De plus, les variations de coût de chacun des examens, obligent à faire intervenir des paramètres supplémentaires : faire passer le coût d’une CPRE de 520 à 1580 $ entraîne une augmentation mécanique du prix du diagnostic de 570 à 1634 $ pour la séquence CPRE- cholangio-IRM et de 577 à 1670 $ pour la séquence CPRE-CPRE, tandis que la séquence inverse gardait un coût stable.
Au final, la cholangio-IRM suivie du cathétérisme de la papille et le cathétérisme, éventuellement répété, étaient les 2 attitudes les plus efficaces sur le plan coût-efficacité, avec la deuxième approche un peu plus efficace mais un peu plus chère, tandis que l’approche : cathétérisme suivi d’une cholangio-IRM apparaissait plus onéreuse et moins efficace...
Voila une étude extrêmement technique et difficile à appréhender sur le plan méthodologique qui aboutit à une conclusion qui se résume à la dernière proposition : on peut commencer soit par le cathétérisme soit par l’IRM, mais en cas d’échec du cathétérisme, il vaut mieux faire un deuxième cathétérisme qu’une IRM ! Il n’est pas donné de réponse précise à l’approche initiale cathétérisme versus cholangio-IRM.
Il faut noter de plus que les coûts sont estimés à partir de données canadiennes qui ne reflètent pas forcément les coûts français où le cathétérisme se cote en terme d’hospitalisation de moins de 48 h alors que la cholangio-IRM peut se faire en externe.

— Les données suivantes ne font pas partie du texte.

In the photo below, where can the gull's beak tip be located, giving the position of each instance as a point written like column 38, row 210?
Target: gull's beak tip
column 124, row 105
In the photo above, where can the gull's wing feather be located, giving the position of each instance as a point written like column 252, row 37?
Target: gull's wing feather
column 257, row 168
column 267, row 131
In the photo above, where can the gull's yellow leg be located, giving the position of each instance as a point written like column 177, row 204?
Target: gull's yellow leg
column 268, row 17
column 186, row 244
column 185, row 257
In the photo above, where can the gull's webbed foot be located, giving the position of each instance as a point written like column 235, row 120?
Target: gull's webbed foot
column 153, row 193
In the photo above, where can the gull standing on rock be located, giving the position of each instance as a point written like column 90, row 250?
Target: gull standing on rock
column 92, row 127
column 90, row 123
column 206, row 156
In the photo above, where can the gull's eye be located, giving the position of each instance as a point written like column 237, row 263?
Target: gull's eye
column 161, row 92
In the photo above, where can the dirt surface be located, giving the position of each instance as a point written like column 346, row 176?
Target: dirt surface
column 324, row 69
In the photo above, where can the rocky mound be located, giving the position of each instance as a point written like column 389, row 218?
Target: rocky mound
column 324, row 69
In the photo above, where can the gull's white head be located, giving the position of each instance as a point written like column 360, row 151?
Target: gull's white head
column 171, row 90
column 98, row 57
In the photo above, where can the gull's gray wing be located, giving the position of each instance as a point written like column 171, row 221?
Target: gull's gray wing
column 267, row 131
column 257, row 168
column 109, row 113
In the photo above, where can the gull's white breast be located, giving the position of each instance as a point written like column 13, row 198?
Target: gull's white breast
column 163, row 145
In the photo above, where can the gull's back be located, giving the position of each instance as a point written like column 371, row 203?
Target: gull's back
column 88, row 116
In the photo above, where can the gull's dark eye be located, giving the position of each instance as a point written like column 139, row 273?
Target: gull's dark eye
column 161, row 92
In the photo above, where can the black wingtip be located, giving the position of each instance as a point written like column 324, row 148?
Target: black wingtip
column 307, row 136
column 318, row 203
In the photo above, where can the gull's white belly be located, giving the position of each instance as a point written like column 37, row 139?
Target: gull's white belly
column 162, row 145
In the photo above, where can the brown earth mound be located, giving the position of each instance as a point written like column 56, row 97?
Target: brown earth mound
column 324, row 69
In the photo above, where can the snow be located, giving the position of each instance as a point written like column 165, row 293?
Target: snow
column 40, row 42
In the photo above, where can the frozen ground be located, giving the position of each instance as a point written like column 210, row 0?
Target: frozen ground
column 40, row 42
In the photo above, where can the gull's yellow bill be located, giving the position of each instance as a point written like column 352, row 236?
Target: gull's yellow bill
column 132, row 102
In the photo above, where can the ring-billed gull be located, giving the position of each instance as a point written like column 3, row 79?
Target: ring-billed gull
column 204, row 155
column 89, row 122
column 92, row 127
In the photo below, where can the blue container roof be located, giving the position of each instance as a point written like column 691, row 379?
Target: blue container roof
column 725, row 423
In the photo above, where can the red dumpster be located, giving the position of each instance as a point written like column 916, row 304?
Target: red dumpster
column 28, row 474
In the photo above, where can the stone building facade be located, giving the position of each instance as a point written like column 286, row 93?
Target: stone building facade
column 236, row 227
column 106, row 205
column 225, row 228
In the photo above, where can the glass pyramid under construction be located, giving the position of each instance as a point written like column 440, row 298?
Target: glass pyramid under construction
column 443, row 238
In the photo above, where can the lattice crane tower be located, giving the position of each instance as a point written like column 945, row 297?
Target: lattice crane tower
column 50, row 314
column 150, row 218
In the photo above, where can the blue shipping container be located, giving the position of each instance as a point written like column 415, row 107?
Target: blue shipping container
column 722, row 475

Il ne faut pas oublier , non plus que la biopsie hépatique apparaît la moins chère des solutions diagnostiques, que le cathétérisme ne sera mis en œuvre qu’en cas d’indication thérapeutique et que la cholangio-IRM sera la mieux indiquée pour faire un bilan strictement morphologique.


B. Richard-Molard, J.C. Saurin, R. Laugier et T. Ponchon, SFED.